The Midland Valley and the Bowland Basin are around 1,500 km from the nearest plate boundary (the Mid-Atlantic Ridge). The Horn River Basin is less than 1,000 km from the subducting margin of the Pacific Plate. While Oklahoma and Texas are also far from any plate boundaries, the Eola-Robberson field (Oklahoma) has a complex tectonic history with a faulted thrust system, and the Fort Worth (Texas) Basin is bordered on its south-east side by a major thrust front.

Both the Midland Valley and the Bowland Basin have unconventional targets in Carboniferous rocks, and both have a similar NE- SW or ENE- WSW dominant structural grain. However, the prospective shale resource in the Bowland Basin consists of thick deposits of shale deposited in a deep marine setting (Andrews, 2013), whilst the shales in the Midland Valley were deposited in a lacustrine, fluvio-deltaic and shallow marine depositional environment and are intercalated in a stacked sequence with numerous relatively thin shales (Monaghan, 2014).

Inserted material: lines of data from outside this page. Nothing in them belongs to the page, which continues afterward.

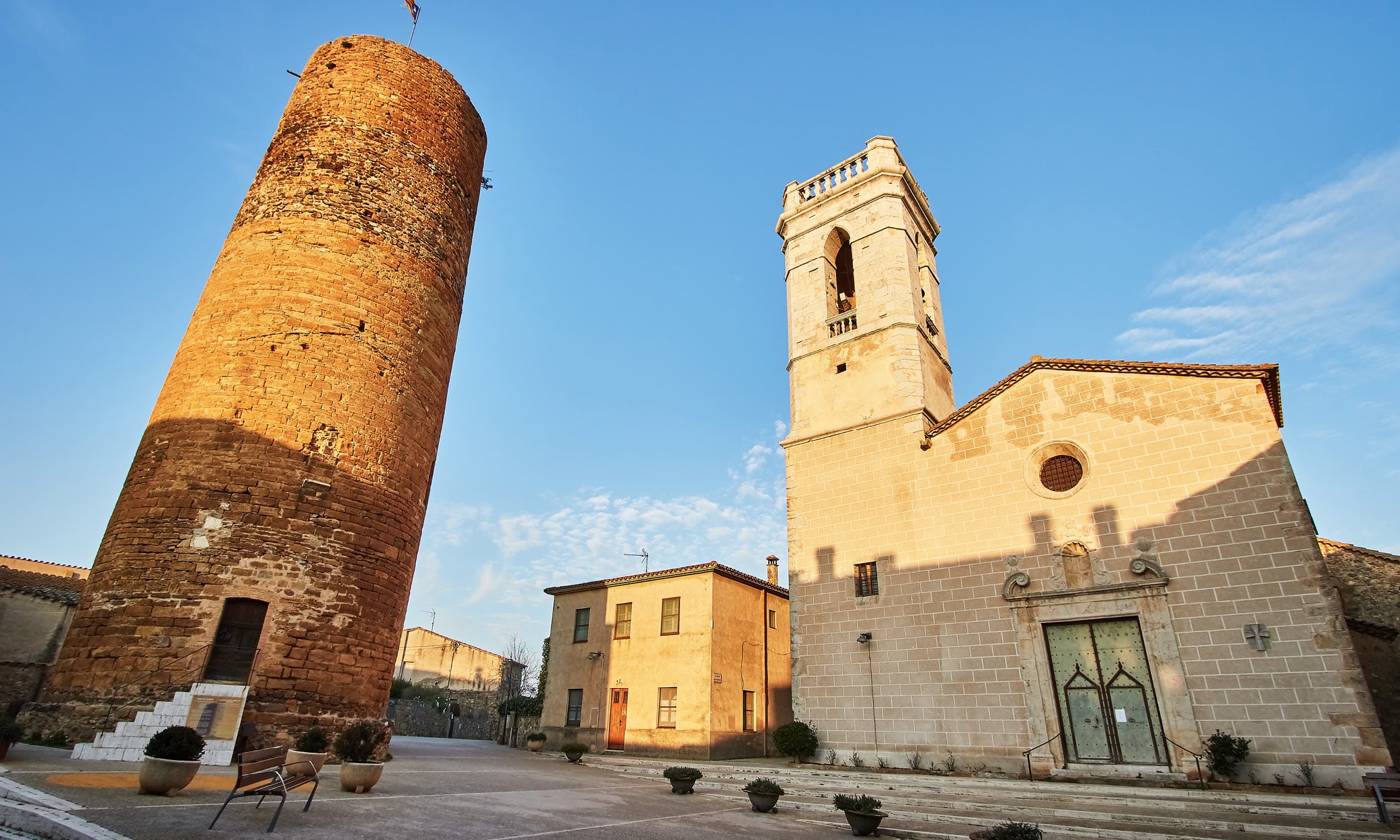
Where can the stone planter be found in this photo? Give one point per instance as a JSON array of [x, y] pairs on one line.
[[682, 786], [864, 824], [318, 761], [165, 778], [764, 802], [360, 779]]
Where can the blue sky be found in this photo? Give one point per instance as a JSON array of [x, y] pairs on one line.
[[1192, 181]]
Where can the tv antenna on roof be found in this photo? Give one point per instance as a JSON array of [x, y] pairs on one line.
[[645, 556]]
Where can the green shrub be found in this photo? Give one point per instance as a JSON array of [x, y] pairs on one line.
[[175, 744], [1014, 831], [1223, 752], [862, 804], [764, 787], [521, 706], [356, 744], [796, 740], [313, 740]]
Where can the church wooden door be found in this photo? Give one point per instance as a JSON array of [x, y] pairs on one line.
[[618, 718], [1104, 692]]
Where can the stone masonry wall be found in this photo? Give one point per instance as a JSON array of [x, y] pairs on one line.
[[290, 452], [1194, 468]]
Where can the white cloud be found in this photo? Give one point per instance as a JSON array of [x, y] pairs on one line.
[[1308, 274], [478, 562]]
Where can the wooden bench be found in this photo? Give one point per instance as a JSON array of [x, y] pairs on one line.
[[1382, 784], [266, 773]]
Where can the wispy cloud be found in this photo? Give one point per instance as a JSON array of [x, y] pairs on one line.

Many of the US gas shales were also deposited in a deep marine setting, e.g. the shales in the Fort Worth Basin were deposited in a deep foreland basin (Bruner and Smosna, 2011). In general, the UK shale targets are thicker than their American counterparts.

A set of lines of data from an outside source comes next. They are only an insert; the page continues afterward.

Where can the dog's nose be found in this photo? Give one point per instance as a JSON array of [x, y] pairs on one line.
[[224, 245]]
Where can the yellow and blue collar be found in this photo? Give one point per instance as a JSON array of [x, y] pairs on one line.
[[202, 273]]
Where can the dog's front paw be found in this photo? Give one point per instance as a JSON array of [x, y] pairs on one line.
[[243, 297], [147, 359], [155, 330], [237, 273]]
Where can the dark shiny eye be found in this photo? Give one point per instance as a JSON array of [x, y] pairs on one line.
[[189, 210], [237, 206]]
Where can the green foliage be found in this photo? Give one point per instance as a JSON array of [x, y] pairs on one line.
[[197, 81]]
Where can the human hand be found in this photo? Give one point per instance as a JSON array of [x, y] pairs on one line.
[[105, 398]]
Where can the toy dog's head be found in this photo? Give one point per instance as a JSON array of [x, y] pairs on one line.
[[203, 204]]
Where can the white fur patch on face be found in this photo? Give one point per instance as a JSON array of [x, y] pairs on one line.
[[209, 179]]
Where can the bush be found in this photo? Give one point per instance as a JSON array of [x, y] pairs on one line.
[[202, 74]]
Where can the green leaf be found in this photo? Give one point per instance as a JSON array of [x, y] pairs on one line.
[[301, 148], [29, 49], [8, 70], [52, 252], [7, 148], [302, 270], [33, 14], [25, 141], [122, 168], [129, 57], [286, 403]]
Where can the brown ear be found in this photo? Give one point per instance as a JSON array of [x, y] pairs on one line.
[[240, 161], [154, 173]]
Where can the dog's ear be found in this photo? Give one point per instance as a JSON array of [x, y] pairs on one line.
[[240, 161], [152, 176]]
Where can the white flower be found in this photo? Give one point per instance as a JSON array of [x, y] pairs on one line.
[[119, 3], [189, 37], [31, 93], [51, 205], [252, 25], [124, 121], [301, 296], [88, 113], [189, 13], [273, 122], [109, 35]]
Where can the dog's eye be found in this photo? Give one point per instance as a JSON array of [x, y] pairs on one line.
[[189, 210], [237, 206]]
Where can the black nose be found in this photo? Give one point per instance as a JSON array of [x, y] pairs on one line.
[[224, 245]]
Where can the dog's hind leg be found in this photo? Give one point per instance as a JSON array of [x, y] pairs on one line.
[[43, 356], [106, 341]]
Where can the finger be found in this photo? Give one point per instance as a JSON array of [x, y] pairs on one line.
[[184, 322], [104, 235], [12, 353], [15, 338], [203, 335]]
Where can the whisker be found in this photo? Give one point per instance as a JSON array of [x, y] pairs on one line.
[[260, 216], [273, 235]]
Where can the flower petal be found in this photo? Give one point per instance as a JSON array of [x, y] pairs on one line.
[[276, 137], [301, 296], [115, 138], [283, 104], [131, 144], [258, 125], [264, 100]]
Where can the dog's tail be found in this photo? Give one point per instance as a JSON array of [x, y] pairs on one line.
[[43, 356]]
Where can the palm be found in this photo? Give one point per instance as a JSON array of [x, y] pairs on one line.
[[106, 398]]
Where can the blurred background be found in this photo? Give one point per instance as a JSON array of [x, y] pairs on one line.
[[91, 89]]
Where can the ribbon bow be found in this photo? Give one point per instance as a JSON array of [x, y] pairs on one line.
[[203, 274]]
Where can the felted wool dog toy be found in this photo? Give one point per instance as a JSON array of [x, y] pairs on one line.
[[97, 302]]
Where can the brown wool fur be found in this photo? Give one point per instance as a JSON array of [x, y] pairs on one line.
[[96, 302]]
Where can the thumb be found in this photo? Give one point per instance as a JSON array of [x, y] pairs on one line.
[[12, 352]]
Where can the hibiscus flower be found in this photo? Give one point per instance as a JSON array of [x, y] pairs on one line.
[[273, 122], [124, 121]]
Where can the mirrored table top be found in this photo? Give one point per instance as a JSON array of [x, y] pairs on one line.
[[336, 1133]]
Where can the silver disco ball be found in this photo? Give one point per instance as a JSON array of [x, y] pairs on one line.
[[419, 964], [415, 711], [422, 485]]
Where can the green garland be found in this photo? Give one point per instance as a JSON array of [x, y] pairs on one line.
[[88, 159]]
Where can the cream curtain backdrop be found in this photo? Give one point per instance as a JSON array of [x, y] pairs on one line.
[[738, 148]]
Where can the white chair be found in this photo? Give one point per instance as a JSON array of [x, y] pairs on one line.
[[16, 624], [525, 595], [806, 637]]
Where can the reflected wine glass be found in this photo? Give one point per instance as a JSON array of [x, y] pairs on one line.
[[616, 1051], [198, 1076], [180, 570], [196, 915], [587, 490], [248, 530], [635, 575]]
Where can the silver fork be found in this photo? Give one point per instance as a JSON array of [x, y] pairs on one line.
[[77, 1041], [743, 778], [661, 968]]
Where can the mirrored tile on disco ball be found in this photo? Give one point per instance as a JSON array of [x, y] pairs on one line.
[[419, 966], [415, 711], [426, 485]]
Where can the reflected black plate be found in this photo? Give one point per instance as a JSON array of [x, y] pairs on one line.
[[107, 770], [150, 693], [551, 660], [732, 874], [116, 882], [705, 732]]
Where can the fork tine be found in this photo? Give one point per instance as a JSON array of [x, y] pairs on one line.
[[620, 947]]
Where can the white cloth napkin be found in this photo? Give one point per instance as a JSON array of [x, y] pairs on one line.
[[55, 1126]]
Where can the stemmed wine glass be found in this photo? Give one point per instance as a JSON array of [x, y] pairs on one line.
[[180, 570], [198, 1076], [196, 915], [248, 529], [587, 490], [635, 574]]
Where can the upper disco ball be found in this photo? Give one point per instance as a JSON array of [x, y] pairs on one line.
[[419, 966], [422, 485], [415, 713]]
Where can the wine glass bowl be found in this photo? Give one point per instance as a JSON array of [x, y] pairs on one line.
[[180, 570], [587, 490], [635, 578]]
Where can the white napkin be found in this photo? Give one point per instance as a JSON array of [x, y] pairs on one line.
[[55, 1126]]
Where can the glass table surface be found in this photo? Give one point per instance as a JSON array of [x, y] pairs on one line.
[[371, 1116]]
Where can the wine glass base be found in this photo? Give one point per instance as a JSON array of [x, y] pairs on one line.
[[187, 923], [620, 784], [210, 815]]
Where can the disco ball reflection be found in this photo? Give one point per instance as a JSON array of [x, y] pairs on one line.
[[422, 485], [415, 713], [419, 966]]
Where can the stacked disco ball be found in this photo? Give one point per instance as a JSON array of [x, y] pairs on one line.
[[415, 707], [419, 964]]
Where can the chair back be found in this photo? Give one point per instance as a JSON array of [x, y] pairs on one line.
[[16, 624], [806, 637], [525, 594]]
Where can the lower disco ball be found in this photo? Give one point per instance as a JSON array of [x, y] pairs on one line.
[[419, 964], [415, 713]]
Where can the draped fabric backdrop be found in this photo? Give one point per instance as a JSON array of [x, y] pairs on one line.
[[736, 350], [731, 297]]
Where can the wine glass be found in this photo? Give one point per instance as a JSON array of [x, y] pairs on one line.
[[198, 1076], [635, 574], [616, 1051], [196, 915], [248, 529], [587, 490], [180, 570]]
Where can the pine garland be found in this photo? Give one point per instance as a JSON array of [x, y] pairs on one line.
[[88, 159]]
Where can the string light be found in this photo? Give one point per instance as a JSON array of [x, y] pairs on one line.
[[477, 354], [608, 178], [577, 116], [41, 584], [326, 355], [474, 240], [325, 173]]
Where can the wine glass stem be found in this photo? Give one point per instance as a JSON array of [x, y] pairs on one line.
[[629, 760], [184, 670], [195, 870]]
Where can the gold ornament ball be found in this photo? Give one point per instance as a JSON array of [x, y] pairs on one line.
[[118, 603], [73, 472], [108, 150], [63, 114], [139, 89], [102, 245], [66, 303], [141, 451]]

The faults that cut the Carboniferous strata in the Midland Valley are mapped at surface, whereas the faults that cut the shales in the Horn River Basin do not penetrate the surface and are hidden by an overlying clay-rich mudstone above the prospective organic-shale units. The faults that cut the Midland Valley and Bowland Basin are mostly normal, with a component of strike-slip and reverse, and were last active during the late-Carboniferous to early-Permian. Conversely, the Eola field in Oklahoma is dominated by transpressional strike-slip faulting and thrusts (Kilic and Tapp, 2014).

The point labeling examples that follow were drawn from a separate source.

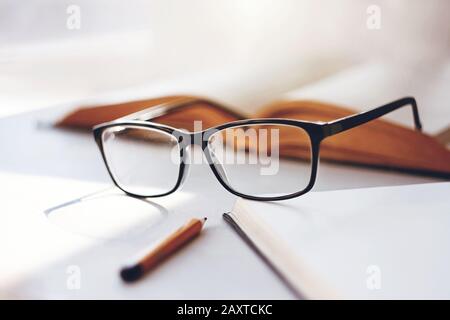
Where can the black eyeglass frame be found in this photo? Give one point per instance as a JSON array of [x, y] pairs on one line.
[[317, 132]]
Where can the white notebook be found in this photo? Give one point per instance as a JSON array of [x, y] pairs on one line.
[[374, 243]]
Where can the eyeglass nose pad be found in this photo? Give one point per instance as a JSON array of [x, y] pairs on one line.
[[186, 161], [219, 167]]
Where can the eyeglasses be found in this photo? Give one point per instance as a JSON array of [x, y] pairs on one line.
[[251, 158]]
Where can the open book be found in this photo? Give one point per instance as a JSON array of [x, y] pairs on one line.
[[363, 244], [379, 143]]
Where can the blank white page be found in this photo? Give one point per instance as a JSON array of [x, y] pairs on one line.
[[388, 242]]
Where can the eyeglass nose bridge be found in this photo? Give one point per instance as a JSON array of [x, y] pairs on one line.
[[187, 139]]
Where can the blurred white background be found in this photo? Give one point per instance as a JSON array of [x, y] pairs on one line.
[[245, 52]]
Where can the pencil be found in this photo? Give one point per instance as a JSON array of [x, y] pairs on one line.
[[169, 245]]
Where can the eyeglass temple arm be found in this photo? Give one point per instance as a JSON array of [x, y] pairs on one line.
[[343, 124]]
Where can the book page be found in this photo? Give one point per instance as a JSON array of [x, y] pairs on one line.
[[368, 243]]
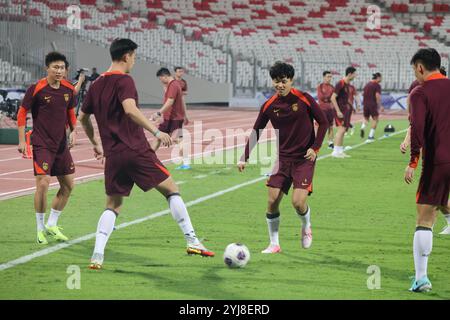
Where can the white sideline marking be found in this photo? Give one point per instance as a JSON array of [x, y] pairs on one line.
[[40, 253]]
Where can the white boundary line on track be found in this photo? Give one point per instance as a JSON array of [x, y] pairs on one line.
[[40, 253]]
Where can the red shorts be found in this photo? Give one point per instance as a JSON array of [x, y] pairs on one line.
[[124, 169], [46, 162], [169, 126], [370, 111], [434, 185], [345, 121], [298, 172], [330, 114]]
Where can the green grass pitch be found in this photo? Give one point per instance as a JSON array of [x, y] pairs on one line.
[[363, 214]]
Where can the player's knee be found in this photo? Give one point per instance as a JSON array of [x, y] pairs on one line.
[[67, 188], [299, 204], [42, 183]]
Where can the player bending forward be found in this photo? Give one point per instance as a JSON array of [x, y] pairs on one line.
[[113, 99], [292, 113], [429, 132]]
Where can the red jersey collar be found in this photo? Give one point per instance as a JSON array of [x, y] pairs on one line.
[[108, 73]]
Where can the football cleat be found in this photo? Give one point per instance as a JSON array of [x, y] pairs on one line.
[[56, 233], [421, 285], [306, 238], [446, 230], [199, 249], [272, 248], [40, 239], [96, 261]]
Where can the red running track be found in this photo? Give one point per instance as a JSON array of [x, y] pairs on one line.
[[16, 173]]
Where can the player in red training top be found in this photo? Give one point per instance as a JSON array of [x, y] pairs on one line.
[[430, 129], [113, 99], [353, 97], [340, 102], [173, 112], [292, 113], [372, 103], [324, 92], [407, 141], [51, 102]]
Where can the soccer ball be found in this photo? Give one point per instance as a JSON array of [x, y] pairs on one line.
[[236, 255]]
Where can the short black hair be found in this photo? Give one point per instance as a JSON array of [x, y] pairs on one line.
[[163, 72], [376, 76], [350, 70], [429, 57], [281, 70], [55, 56], [121, 46]]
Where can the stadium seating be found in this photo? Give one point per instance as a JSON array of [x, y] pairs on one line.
[[311, 35]]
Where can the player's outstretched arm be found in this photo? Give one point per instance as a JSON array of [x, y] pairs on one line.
[[131, 110], [259, 125], [406, 142], [85, 120], [335, 105], [21, 122], [321, 119]]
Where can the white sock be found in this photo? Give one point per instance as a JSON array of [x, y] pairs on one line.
[[447, 217], [181, 216], [104, 229], [40, 218], [273, 223], [305, 218], [53, 217], [422, 246], [338, 149]]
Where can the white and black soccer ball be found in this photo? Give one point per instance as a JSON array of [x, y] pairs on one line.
[[236, 255]]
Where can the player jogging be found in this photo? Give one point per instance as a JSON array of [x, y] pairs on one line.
[[113, 99], [173, 112], [51, 102], [430, 130], [324, 92], [292, 113], [372, 103], [340, 102]]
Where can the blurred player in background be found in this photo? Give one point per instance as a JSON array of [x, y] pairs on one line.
[[430, 129], [113, 99], [324, 92], [51, 101], [173, 113], [292, 112], [372, 103], [340, 101]]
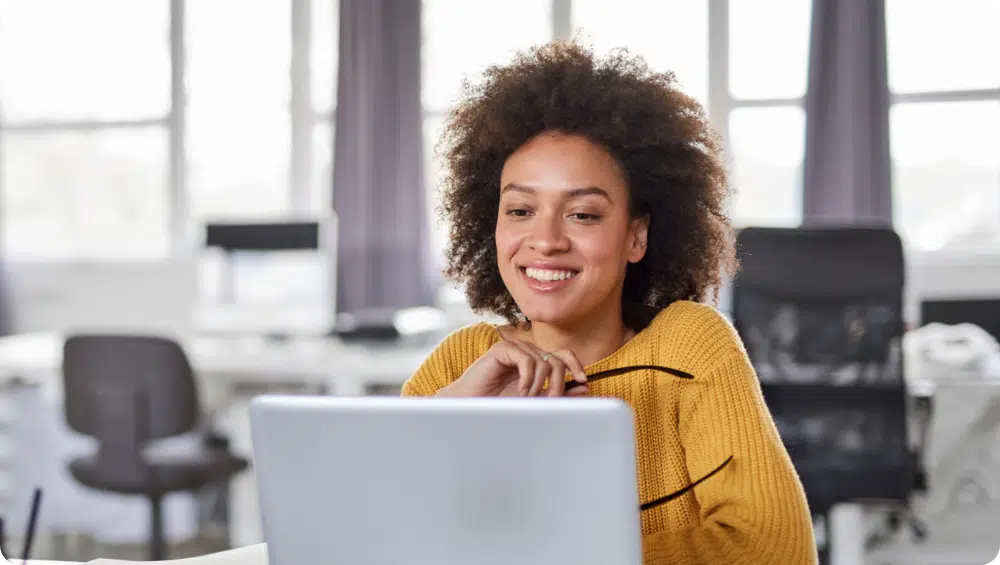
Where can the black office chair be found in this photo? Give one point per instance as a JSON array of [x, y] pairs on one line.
[[126, 391], [820, 311]]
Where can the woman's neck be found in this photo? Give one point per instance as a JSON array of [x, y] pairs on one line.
[[590, 342]]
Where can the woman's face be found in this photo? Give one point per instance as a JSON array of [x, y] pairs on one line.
[[564, 235]]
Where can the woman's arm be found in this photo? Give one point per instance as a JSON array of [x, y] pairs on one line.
[[450, 359], [754, 511]]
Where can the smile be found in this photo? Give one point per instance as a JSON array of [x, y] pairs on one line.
[[547, 275]]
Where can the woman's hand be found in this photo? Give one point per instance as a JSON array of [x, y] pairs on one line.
[[518, 368]]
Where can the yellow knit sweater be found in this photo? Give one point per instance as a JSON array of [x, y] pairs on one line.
[[754, 511]]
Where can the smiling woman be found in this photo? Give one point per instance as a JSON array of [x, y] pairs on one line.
[[586, 200]]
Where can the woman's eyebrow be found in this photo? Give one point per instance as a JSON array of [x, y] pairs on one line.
[[571, 193]]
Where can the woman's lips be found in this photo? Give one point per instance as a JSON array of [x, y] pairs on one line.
[[547, 280]]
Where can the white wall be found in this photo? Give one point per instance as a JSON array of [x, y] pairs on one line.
[[151, 296]]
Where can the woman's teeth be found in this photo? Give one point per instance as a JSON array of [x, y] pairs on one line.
[[548, 275]]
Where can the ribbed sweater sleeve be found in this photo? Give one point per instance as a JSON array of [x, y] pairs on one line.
[[450, 359], [754, 511]]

No major faults intersect the Midland Valley of Scotland, unlike the Horn River Basin, which is cut by the 200 km long Bovie Fault, which was last active during the Cretaceous. The faults which cut the Barnett Shale are mostly associated with the Oachita Thrust front or basement structures (Walper, 1982; Montgomery at al., 2005), but may also be associated with dissolution of the underlying karstic Ellenburger Group (Gale et al., 2007): there is no such thrust control to the structure of the Midland Valley nor a comparable underlying karstic unit.